With Congress’s recess about to end, eyes have turned to tax reform. But in a surprise twist, the White House has decided not to write its own tax reform plan, according to President Donald Trump’s head economic aide. From The Financial Times:

“The ‘big six’ have been meeting and have come up with an outline . . . and we have a good skeleton that we have agreed,” Mr Cohn said in a reference to the lawmakers, himself and Mr Mnuchin. “Now it is Chairman Brady’s time to get the [House] ways and means committee together to put flesh and bone on it, and they will do it next week when the House comes back into session.”

Cohn also did not tell FT if the White House still insisted on a 15% corporate tax rate, but just that Trump wants it as low as possible so businesses have the ability to create jobs here. FT continued:

He said the plan would preserve three of the biggest deductions for individuals: on charitable donations, mortgage interest payments and retirement savings. It would raise the standard deduction cap that applies to most tax filers, but would eradicate many other personal deductions, he said, adding that the White House also wanted to get rid of “death taxes”, Republican terminology for estate taxes, which will face resistance from Democrats.

Mr Cohn said the White House would be “excited” if Democrats worked with Republicans on a bipartisan bill. But he said the administration would use a process called reconciliation — which prevents a filibuster in the Senate where the Republicans have a thin 52-48 majority — that would allow tax reform to pass with a simple majority, but only if the legislation is revenue-neutral within 10 years.

The White House would also like a tax reform plan that included implementation of “a territorial system that would eliminate the need for US companies to pay additional taxes when they repatriate profits.” Cohn explained that these companies “have to pay extra taxes for bringing profits” back home, which is why they keep that money offshore. He continued:

The administration wanted to impose a one-time tax on overseas profits to encourage companies to bring money home, he said, but he declined to confirm that it would be the 10 per cent floated by Mr Trump.

“This is a big base-broadening exercise,” Mr Cohn said about the overall plan. “Revenue may decline in the medium term, but it will then explode for the government. When we grow the economy we will see substantial growth in revenue.”

Despite no plan from the White House, Cohn told FT that Trump will wrap his agenda around tax reform ASAP:

“Starting next week, the president’s agenda and calendar is going to revolve around tax reform,” Mr Cohn said in an interview. “He will start being on the road making major addresses justifying the reasoning for tax reform and why we need it in the US.”

Trump will head to Missouri next week to begin the “major push on tax reform.”

Press Secretary Sarah Huckabee Sanders said that a tax reform announcement could come out next week:

“Tax relief and the focus on tax relief for middle class Americans is a huge priority for this administration and certainly going to be a big focus in the fall.

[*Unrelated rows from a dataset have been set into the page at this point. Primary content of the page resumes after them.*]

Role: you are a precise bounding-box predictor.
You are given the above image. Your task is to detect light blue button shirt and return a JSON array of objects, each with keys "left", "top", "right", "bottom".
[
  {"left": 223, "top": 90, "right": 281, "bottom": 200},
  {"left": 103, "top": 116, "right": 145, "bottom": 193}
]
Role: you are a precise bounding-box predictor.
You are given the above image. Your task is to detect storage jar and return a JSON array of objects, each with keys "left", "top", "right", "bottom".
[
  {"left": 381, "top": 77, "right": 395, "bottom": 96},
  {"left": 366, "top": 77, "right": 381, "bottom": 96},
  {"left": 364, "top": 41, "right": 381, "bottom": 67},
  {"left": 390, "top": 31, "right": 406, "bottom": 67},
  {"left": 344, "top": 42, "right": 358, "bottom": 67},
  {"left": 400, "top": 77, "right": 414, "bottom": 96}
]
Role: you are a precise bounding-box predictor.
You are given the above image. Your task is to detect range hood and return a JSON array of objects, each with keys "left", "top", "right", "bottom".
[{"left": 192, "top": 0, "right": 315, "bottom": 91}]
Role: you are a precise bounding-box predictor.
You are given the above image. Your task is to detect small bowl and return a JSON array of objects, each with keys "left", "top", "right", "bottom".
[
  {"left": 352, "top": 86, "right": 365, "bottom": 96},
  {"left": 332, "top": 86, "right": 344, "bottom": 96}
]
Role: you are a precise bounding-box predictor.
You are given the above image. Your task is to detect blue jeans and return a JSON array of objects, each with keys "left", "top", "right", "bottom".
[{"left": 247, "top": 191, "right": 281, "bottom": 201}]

And we’re going to look at a lot of different ways in which to talk about that and present that to the American people, working with Congress to make sure that that happens,” Sanders said.

Over the last couple of months, the White House has released its goals for tax reform. Back in April, Secretary Treasury Steven Mnuchin and Cohn released a one-page outline, which included cutting the corporate tax rate to 15% and forming three tax brackets.

Late last month, the big six that Cohn mentioned held a meeting at The White House over tax reform and released a statement:

Above all, the mission of the committees is to protect American jobs and make taxes simpler, fairer, and lower for hard-working American families. We have always been in agreement that tax relief for American families should be at the heart of our plan. We also believe there should be a lower tax rate for small businesses so they can compete with larger ones, and lower rates for all American businesses so they can compete with foreign ones. The goal is a plan that reduces tax rates as much as possible, allows unprecedented capital expensing, places a priority on permanence, and creates a system that encourages American companies to bring back jobs and profits trapped overseas. And we are now confident that, without transitioning to a new domestic consumption-based tax system, there is a viable approach for ensuring a level playing field between American and foreign companies and workers, while protecting American jobs and the U.S. tax base.

The biggest thing is that they all agreed to stop supporting the border adjustment tax.